What had I done to deserve this scrutiny? All the facility of a moment ago had deserted me. I felt myself growing a little warm about the face.
“You will have to talk to my son,” said Elcombe.
“Is he a . . . er . . . philosopher?”
(I’d been about to say ‘lover’ but stopped myself at the last moment. In any case, which son was he referring to?)
“No, but he would be a player – if he were not already a gentleman.”
I glanced across to where the relatively sleek Cuthbert was laughing and discoursing with my fellows. Ah yes. Suspicion confirmed.
“You know the play, my lord?” I said, mostly to change the subject.
“Well enough to think that it would be a fitting garland for my older son’s wedding, Master Revill.”
And with that and a slight inclination of the head, he withdrew his cool blue gaze and moved off to chat with some of my fellows. While the above dialogue was going forward they had been glancing at me curiously from time to time.
I felt relieved to see the back of Elcombe. But at the same time obscurely pleased to have been singled out for conversation in this way.
I had to face some questioning over our dinner, and some jokes about rubbing shoulders with the high and mighty.
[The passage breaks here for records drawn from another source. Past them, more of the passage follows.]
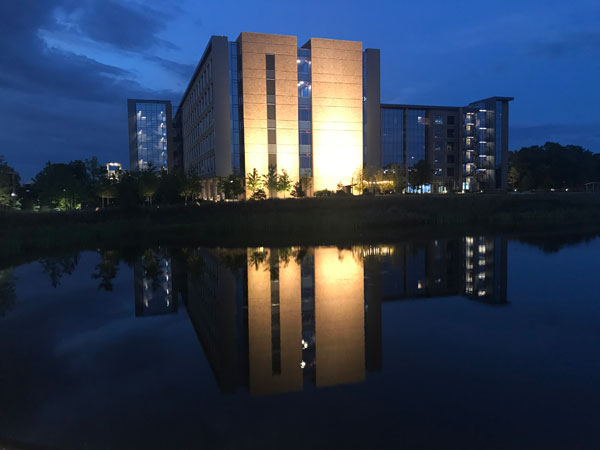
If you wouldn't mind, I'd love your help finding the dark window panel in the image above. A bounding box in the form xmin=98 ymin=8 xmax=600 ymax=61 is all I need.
xmin=266 ymin=55 xmax=275 ymax=70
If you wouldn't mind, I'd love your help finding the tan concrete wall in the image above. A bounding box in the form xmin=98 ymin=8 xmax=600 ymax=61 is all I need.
xmin=238 ymin=32 xmax=299 ymax=196
xmin=315 ymin=247 xmax=365 ymax=386
xmin=248 ymin=249 xmax=302 ymax=395
xmin=310 ymin=39 xmax=363 ymax=191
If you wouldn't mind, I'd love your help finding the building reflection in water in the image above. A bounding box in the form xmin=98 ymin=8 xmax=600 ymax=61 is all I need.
xmin=133 ymin=249 xmax=177 ymax=317
xmin=135 ymin=236 xmax=507 ymax=396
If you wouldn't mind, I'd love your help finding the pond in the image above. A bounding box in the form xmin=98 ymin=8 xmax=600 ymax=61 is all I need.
xmin=0 ymin=235 xmax=600 ymax=449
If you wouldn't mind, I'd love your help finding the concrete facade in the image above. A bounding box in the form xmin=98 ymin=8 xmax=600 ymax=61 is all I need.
xmin=308 ymin=39 xmax=363 ymax=191
xmin=237 ymin=32 xmax=299 ymax=195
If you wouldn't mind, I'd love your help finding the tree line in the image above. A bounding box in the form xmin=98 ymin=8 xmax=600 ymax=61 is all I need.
xmin=0 ymin=142 xmax=600 ymax=210
xmin=508 ymin=142 xmax=600 ymax=191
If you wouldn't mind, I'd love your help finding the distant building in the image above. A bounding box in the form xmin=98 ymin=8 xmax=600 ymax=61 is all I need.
xmin=175 ymin=32 xmax=370 ymax=199
xmin=378 ymin=97 xmax=513 ymax=193
xmin=127 ymin=99 xmax=172 ymax=170
xmin=171 ymin=32 xmax=512 ymax=195
xmin=106 ymin=162 xmax=123 ymax=179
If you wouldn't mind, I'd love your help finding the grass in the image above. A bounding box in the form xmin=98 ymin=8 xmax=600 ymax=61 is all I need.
xmin=0 ymin=193 xmax=600 ymax=260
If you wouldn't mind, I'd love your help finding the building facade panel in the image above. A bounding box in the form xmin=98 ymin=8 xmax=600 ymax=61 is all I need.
xmin=127 ymin=99 xmax=174 ymax=170
xmin=238 ymin=29 xmax=299 ymax=195
xmin=310 ymin=39 xmax=363 ymax=191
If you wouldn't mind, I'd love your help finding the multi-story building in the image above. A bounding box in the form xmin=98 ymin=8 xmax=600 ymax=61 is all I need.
xmin=169 ymin=32 xmax=512 ymax=195
xmin=176 ymin=32 xmax=370 ymax=198
xmin=127 ymin=99 xmax=173 ymax=170
xmin=380 ymin=97 xmax=513 ymax=193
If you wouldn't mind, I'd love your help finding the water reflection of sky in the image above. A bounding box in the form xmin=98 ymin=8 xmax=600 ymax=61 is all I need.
xmin=0 ymin=237 xmax=600 ymax=448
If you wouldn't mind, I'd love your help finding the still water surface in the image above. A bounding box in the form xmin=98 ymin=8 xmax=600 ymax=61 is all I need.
xmin=0 ymin=236 xmax=600 ymax=449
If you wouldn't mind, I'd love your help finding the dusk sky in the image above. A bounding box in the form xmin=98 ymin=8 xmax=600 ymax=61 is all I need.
xmin=0 ymin=0 xmax=600 ymax=182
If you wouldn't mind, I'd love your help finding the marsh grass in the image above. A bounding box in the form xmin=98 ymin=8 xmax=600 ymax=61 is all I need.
xmin=0 ymin=193 xmax=600 ymax=259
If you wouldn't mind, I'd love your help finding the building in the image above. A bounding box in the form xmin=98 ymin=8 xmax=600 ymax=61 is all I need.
xmin=169 ymin=32 xmax=512 ymax=195
xmin=380 ymin=97 xmax=513 ymax=193
xmin=106 ymin=162 xmax=123 ymax=180
xmin=173 ymin=235 xmax=508 ymax=396
xmin=133 ymin=248 xmax=178 ymax=317
xmin=127 ymin=99 xmax=173 ymax=170
xmin=175 ymin=32 xmax=370 ymax=199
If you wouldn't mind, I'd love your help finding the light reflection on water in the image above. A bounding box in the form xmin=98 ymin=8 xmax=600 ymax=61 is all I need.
xmin=0 ymin=235 xmax=600 ymax=448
But it was only for form’s sake. In truth, we of the Chamberlain’s were used to aristocratic company. In fact, on this country occasion we were privileged to be joined by the high and mighty on stage. The mystery of who was to play my love-rival Demetrius was soon solved. I’d half-guessed that Cuthbert, Elcombe’s younger son, was more than merely whiling away the time in our practice room. Sure enough, he was soon introduced to me as the newest – albeit temporary – member of the Chamberlain’s. Since we were to share several scenes, Cuthbert was put in the experienced hands of Uncle Nicholas.
Now, I’ve no quarrel with the aristocracy dressing up and spouting lines as long as they don’t tread on our toes or take away our custom. And, in truth, we weren’t in a position to refuse this young man. That Cuthbert should play the part of Demetrius in A Midsummer Night’s Dream had obviously been settled between the Elcombe family and our seniors before we left London. My first impressions were favourable enough. Though the son of a nobleman, and therefore never likely to be in the position of having to scrape a living (and certainly not in the ungentlemanly business of the playhouse), Cuthbert seemed modest enough as well as responsive to instruction. He was the humblest of apprentices. Actually, he appeared to believe that players were hung about with clouds of mystery, that their jokes were funnier, their thoughts more elevated and their farts more perfumed than ordinary men’s.
In short, I’d thought we’d probably get along fine. I did wonder, though, whether he was getting paid at our rate of a shilling a day for his performance. Or was he paying us for the privilege?
A morning’s playing gives you an appetite. Today’s dinner, like last night’s supper, was calculated to satisfy it and all of us, except Cuthbert who’d withdrawn to more refined quarters, fell on our pigeon pie and mutton. There was no sign of Oswald, the haughty steward who’d “welcomed” us the previous day. Perhaps he was unwilling to sully himself by further association with rag-tag players. At least his master showed a more accommodating face.
We had more work later, of an ambling kind, when we were due to go out and prospect the ground where the Dream would be played – for this was going to be an outdoors performance, with the sward for stage, the woods and fields for hangings, and the stars above for our roof. Richard Sincklo told us to be in attendance on the south side of the house at three in the afternoon. Once on our space, we’d pace out the area and mark off the boundaries enclosing what would become the short-lived kingdom of the players. Thomas Pope would consider how best to incorporate whatever we found there to our advantage, such as paths and hedges and little irregularities in the ground. But between times the post-dinner gap was our own. I remembered that I’d made a half-promise to Robin, the man of the woods, that I’d allow him to show me his “kingdom” among the trees.
Well, no harm in it, I thought.
As a player I ought to be interested in humanity in all its guises, I thought.
Too much thinking, I thought.
Once again I crossed the grassy space between one side of the great house and the wood where Robin lived. The sun shone benevolently on my head and a spacious afternoon peace sprawled across the landscape. It was weather to bless all life. I recalled the drunken farmer who’d clambered up on the makeshift stage in Salisbury. What would he say to this even-tempered climate? No doubt, he’d find fault. Too little of one thing, too much of another. Farmers are like that. Then, as if to confirm that farmers are by no means alone when it comes to perverse fits of feeling, I suddenly missed the smells and sights and sounds of the capital. The sweet stench of the river, which particularly tickles your nose on warm summer days like this; the boiling crowds of apprentices, moving like packs of dogs through the streets; the everlasting peal of the church bells and the coarser peal of the orange-sellers and other street-hawkers. And I was pleased to miss these things because that must mean I was on my way to becoming a true Londoner. Why, I was even missing the sly insinuations of Master Benwell, my landlord. I missed Nell also, and our sessions in Dead Man’s Place and elsewhere. But I could not have put my hand on my heart and answered yes to Elcombe’s question about Cupid’s dart, at least not in relation to her.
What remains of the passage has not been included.